Without proper care, diabetes can affect multiple body systems. Feet can easily become problems for anyone with diabetes because blood circulation can slow and oxygenated, nutrient-rich blood reaches the feet more slowly. In addition, some diabetics suffer foot nerve pain or have other nerve problems. Therefore, special attention and focus should be on your feet if you have the disease; the following should be done frequently:

Look for Cuts or Sores

Cuts and sores can be particularly bad for you as a diabetic for two reasons. First, your nerves could be damaged from the disease and you might not even feel that there's a problem. Secondly, a sore or cut could heal slowly because of poor circulation, putting the site at risk for infection and even more damage. When you shower or bathe, you ought to look carefully at the bottom of each foot and in between your toes so any problems are seen and dealt with.

Dry Feet Completely

Wet feet are not good for anyone because of the chance of nail fungus and athlete's foot, but if you've got a disease like diabetes, you've got to be even more serious about keeping your feet dry. Fungus and bacteria are tough to get rid of, and any breaks in the skin can develop into serious sores.

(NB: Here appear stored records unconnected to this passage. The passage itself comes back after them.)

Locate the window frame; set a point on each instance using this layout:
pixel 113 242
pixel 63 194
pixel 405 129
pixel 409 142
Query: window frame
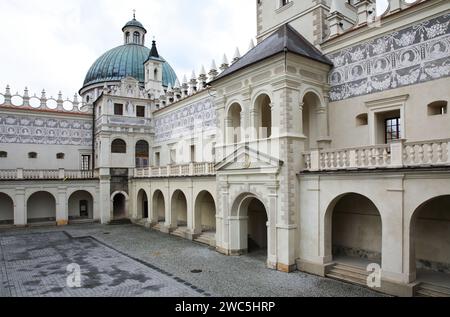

Once dry, feet should be kept that way. Always wear socks when you've got on closed-toe shoes and be conscious of when your feet are getting sweaty.

Use Moisturizer

Poor circulation caused by your health condition can manifest itself as dry skin that might, over time, begin to crack and open into wounds. Ensure feet remain supple by a daily moisturizing regiment. When lathering your skin with moisturizer, skip between toes, as this area could remain moist too long and that could cause other trouble.

Wear Good Shoes

To keep your feet safe, your shoes should not pinch or squeeze your toes or heels. Ill-fitting shoes could cause corns, calluses, blisters, and foot problems that need to be monitored and healed with care. Ensure you're wearing comfortable boots and shoes that aren't tight.

Move Those Feet

To battle poor circulation, engaging your toes and feet in an exercise of some kind is wise. Wiggle toes, roll feet around in both directions, or take up walking to encourage blood to flow directly to your feet.